The cross had become a focus for the hatred of Charles I who had left London and the city authorities were forced to deploy soldiers to protect it at night. Puritan demands for its removal grew with countless pamphlets and petitions. Finally, in April 1643, Parliament appointed a Commons Committee chaired by Sir Robert Hale who had long campaigned against Cheapside Cross. The committee was set up to oversee the destruction of offensive religious images and three days later the London Court of Aldermen ordered the removal of Cheapside Cross because of the ‘idolatrous and superstitious’ figures. The soldiers who had been protecting it were now forced to guard the demolition crew from those who were determined to prevent it coming down, even at the cost of their lives.

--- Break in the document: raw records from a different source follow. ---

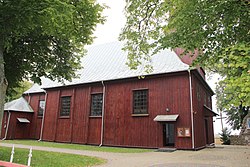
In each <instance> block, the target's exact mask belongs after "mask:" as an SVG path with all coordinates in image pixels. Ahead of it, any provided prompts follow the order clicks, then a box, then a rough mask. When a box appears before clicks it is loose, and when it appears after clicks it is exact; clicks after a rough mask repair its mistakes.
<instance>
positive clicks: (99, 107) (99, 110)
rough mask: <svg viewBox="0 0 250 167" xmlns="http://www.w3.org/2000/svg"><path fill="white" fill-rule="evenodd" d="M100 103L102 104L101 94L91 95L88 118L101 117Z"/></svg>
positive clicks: (101, 106) (101, 108) (102, 101)
mask: <svg viewBox="0 0 250 167" xmlns="http://www.w3.org/2000/svg"><path fill="white" fill-rule="evenodd" d="M102 102H103V94H102V93H99V94H92V95H91V112H90V116H102Z"/></svg>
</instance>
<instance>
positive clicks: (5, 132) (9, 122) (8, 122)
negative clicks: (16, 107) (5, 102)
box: [2, 110, 11, 140]
mask: <svg viewBox="0 0 250 167" xmlns="http://www.w3.org/2000/svg"><path fill="white" fill-rule="evenodd" d="M10 116H11V112H10V111H9V110H8V122H7V127H6V130H5V135H4V138H3V139H2V140H5V139H6V138H7V134H8V129H9V124H10Z"/></svg>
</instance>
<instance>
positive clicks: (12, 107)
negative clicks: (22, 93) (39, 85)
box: [4, 97, 34, 112]
mask: <svg viewBox="0 0 250 167" xmlns="http://www.w3.org/2000/svg"><path fill="white" fill-rule="evenodd" d="M4 111H19V112H34V111H33V109H32V108H31V107H30V105H29V104H28V102H27V101H26V100H25V99H24V98H23V97H20V98H19V99H16V100H13V101H11V102H8V103H5V104H4Z"/></svg>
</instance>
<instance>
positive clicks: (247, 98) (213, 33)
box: [120, 0, 250, 114]
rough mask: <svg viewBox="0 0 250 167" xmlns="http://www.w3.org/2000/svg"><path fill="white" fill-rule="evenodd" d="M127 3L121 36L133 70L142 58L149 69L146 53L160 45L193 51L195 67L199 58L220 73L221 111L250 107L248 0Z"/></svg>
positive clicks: (174, 0) (148, 61)
mask: <svg viewBox="0 0 250 167" xmlns="http://www.w3.org/2000/svg"><path fill="white" fill-rule="evenodd" d="M126 2H127V4H126V7H125V14H126V17H127V22H126V25H125V27H124V29H123V32H122V33H121V35H120V39H121V40H124V41H125V42H126V45H125V47H124V50H127V51H128V65H129V66H130V67H131V68H132V69H135V68H137V67H138V65H141V64H142V62H144V63H143V64H146V68H148V67H149V69H150V68H151V66H150V65H149V64H150V60H151V56H153V55H154V54H155V53H157V52H158V51H159V50H161V49H165V48H171V49H175V48H183V49H185V52H184V53H183V54H185V53H187V52H191V53H194V52H195V51H198V53H199V56H198V57H197V59H196V61H195V62H194V66H195V65H196V64H197V63H198V64H199V65H201V66H203V67H205V68H206V69H208V70H209V71H211V72H216V73H219V74H220V75H221V76H222V82H223V84H222V83H221V84H220V85H221V86H222V87H221V88H222V89H223V95H224V96H223V98H225V100H224V102H223V103H221V104H222V105H221V106H220V107H222V109H223V111H224V110H226V111H228V110H229V109H230V108H231V107H232V106H237V107H238V106H240V105H242V106H245V107H248V106H250V32H249V30H250V18H249V16H250V2H249V0H227V1H225V0H188V1H183V0H137V1H131V0H127V1H126ZM145 61H146V62H148V63H145ZM150 70H151V69H150ZM218 100H222V99H221V98H218ZM228 114H230V113H228Z"/></svg>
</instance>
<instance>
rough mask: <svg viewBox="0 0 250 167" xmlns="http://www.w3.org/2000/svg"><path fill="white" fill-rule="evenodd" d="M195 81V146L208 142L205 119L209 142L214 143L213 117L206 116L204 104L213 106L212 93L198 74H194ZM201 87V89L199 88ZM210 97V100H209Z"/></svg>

'Demolition of Cheapside Cross', in 'Old & New London' pub 1873
Book in British Library

The funeral of the cross was marked with ringing of bells and bonfires, and in a final sting in this sad tale – the ‘Book of Sports’, considered ‘profane and pernicious’ because promoted such ‘abominations’ as maypole dancing, was ritually burned by a hangman on the spot where Cheapside Cross had stood.

Remnants of Cheapside Cross in
Museum of London
Photo: MattFromLondon

Most of the other Eleanor Crosses were also torn down during the Civil War, but three survived and still stand at Geddington, Hardingstone and Waltham Cross.